Small Business Development minister Khumbudzo Ntshavheni has gazetted the National Small Enterprise Amendment Bill, which aims to further regulate the country’s small, medium and micro-enterprises (SMME) sector.
Ntshavheni said that the bill will further provide for the establishment of a Small Enterprise Ombud Service which will actor as a support function to the minister.
“Despite the critical role of small businesses in the economy and development objectives of South Africa, the SMME sector remains vulnerable to exploitation and unable to utilise available legal remedies due to the prohibitive costs,” Ntshavheni said.
“The Ombud service will become a vital legal instrument to enforce SMME contracts and resolve business-to-business disputes as well as considering and disposing of complaints by small enterprises in relation to the interpretation of the terms of agreement for procurement of goods, services or late and non-payment of amounts due and payable to small enterprises.”
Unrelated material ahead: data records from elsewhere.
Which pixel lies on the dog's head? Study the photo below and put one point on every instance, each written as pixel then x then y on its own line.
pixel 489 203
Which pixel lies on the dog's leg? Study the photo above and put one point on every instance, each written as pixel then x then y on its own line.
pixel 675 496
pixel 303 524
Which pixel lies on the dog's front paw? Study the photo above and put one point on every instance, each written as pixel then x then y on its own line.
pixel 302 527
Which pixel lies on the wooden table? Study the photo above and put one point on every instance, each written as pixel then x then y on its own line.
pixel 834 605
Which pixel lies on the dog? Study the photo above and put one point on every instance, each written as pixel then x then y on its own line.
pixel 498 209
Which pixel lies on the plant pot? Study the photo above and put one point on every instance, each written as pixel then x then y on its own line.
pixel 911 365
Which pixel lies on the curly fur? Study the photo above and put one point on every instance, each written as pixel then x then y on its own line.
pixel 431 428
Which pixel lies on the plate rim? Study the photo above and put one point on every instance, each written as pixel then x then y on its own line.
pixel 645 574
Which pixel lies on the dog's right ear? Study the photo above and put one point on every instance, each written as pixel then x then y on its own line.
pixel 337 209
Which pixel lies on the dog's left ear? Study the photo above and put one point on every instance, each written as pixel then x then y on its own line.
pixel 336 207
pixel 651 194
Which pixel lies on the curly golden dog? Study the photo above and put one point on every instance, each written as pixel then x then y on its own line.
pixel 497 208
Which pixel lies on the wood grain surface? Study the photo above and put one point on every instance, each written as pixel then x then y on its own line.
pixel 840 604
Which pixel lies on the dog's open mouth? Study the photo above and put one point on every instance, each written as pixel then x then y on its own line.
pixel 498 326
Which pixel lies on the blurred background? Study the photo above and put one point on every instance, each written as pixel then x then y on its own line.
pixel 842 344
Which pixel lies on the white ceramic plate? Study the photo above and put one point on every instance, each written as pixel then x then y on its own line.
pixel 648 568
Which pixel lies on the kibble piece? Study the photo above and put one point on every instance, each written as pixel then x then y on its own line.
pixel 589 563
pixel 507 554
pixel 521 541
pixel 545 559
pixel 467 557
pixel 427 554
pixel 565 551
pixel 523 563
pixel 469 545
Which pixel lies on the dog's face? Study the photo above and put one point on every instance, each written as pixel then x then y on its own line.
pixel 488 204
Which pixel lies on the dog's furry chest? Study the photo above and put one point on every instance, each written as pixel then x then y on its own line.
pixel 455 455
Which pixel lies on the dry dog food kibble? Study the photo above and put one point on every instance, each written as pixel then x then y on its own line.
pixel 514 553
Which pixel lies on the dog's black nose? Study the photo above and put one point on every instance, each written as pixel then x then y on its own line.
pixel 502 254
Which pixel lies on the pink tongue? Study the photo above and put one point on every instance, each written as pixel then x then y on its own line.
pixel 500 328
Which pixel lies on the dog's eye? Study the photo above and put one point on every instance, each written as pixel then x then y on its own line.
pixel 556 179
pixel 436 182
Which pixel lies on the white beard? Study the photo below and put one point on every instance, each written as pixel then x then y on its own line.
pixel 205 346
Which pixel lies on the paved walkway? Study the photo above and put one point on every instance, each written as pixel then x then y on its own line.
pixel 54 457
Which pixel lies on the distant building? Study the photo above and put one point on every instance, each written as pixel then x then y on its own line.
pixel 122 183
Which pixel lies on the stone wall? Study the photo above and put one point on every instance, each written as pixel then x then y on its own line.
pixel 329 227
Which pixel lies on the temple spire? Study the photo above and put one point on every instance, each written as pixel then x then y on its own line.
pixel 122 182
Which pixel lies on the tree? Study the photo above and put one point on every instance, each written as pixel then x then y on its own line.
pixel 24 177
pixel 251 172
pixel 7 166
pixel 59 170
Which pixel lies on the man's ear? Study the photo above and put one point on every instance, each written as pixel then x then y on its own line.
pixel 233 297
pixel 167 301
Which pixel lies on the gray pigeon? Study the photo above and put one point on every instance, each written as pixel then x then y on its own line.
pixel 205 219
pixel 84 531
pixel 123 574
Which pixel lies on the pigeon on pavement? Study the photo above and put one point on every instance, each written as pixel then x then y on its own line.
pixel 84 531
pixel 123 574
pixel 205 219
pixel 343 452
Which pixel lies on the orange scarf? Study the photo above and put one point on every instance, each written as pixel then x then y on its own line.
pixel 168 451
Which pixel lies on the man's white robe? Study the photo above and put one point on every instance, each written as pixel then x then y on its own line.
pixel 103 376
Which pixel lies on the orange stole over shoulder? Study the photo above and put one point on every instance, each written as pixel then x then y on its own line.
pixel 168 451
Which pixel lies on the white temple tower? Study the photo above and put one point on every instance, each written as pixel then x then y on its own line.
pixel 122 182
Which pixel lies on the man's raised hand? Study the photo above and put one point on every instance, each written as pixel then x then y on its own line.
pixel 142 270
Ntshavheni said the bill will further assist with handling complaints in a ‘procedurally fair, economical and expeditious manner’ – which will look at what is equitable in all the circumstances, with due regard to the contractual arrangement or other legal relationship between the complainant and any other party to the complaint.
The bill states that this ombudsman may make ruling in favour of small businesses, including monetary awards for any financial prejudice or damage suffered.
Unfair trading practices
The bill will also give the minister and ombudsman powers to further regulate small businesses in South Africa in issues of ‘unfair trading practices’.
On recommendation by the ombudsman, the bill will allow the minister to declare certain practices in relation to small enterprises to be prohibited unfair trading practices.
The minister may also make regulations requiring specified enterprises to provide in the prescribed manner, information about their contracting and payment practices and policies relating to small enterprises.
Additional rights and responsibilities
The bill also sets out the following rights and responsibilities for small businesses in the country, including:
- The right to fair and unambiguous business contract;
- The right to a reasonable payment date and interest on late payments;
- The right to disclosure of information;
- The right to fair and honest dealing; and
- The right to accountability from large enterprises and organizations.
However, the bill also states that businesses face additional clamping down on:
- Ambiguous contract terms;
- Lack of written contracts;
- Retrospective changes to arrangements;
- The transfer of commercial risk to the weaker party.
- The use of information outside the purpose for which the other party discloses it;
- Sudden and unjustified termination of a commercial relationship or termination without reasonable notice;
- Long-term exclusive agreements aimed at preventing weaker parties from entering an existing market;
- Unfair exclusionary compliance requirement practices; or
- Unfair contract terms in retail and commercial leases for small enterprises.